Focus on their needs, not your wants

As we talked about in the personalization section, not all buyers are the same. They will often have different pain points depending on their industry, company size, use case, or even buying stage, so our messaging must change as well. Sure, we’d love to send over a meeting link and have them accept it, but unfortunately, many visitors are not ready yet. Instead, you can use intent data like how much/what content visitors are interacting with to shape your messaging to address their pain points and support them in finding the best solution. 

Transparency is key

Flat out, people don’t trust salespeople; people trust other people. This makes sense; after all, salespeople have a vested interest in steering a prospect toward their solution over others. While there’s nothing inherently wrong with this, it doesn’t make them the most trustworthy source of information in the prospect’s eyes. 

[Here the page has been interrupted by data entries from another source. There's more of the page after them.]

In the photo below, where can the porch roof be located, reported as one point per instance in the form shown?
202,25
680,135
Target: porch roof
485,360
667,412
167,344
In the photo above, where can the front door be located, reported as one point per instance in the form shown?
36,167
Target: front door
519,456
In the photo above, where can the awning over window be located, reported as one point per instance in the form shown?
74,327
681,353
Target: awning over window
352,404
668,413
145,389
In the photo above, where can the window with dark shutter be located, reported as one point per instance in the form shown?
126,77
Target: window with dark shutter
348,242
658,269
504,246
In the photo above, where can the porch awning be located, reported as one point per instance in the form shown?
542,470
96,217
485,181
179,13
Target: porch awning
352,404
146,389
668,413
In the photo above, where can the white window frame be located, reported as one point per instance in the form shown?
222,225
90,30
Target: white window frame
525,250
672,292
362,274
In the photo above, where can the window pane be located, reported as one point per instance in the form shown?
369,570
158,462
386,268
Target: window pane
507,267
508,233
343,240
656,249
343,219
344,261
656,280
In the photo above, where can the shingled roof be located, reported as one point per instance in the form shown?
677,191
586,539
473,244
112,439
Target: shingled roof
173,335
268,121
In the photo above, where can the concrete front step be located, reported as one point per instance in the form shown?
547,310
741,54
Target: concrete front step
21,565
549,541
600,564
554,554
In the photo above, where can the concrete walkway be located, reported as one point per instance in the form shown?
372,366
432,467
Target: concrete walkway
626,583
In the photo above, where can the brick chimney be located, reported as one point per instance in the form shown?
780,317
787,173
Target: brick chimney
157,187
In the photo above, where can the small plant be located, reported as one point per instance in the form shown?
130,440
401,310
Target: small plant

However, this lack of trust can be mitigated by *drumroll please* – being honest. By being upfront with your prospects and acknowledging the competition, you can frame yourself as less of a salesperson and more of an advisor in the task of finding the right solution for them. Sending prospects third-party reviews, industry comparison guides, or case studies can be good ways to acknowledge your competitors, but at the same time help them build the case for why customers choose you over others in the marketplace. 

However, one note here is that this technique is geared more toward visitors that have shown a decent amount of intent already, which would indicate that they are a bit farther along in the sales cycle and thus knowledgeable enough to appreciate what makes your solution better. 

Keep it fun, keep it light

This one is more of a personal preference than anything, so it’s up to you, but I can highly recommend using it. It’s no secret; sales outreach can be awkward. But it doesn’t have to be. Keeping the outreach fun and light will help put the prospect at ease and relieve some of the awkwardness of a sales outreach. A prospect might get spooked by you knowing exactly what they were looking at, but addressing it in a humorous way can ease any tension they might feel. 

Closing thoughts

When used correctly, buyer intent data can be one of the most powerful elements of a B2B marketers toolkit to generate bigger pipelines and drive more revenue. By being conscious of where your buyers are in the buying cycle, being selective of which accounts to engage with, and being honest with your prospects, you can leverage your intent data to enhance almost every aspect of your sales and marketing campaigns, and make your prospects feel less like they’re in a haunted house, and more like that cool house that gives out full-size candy bars to the trick-or-treaters.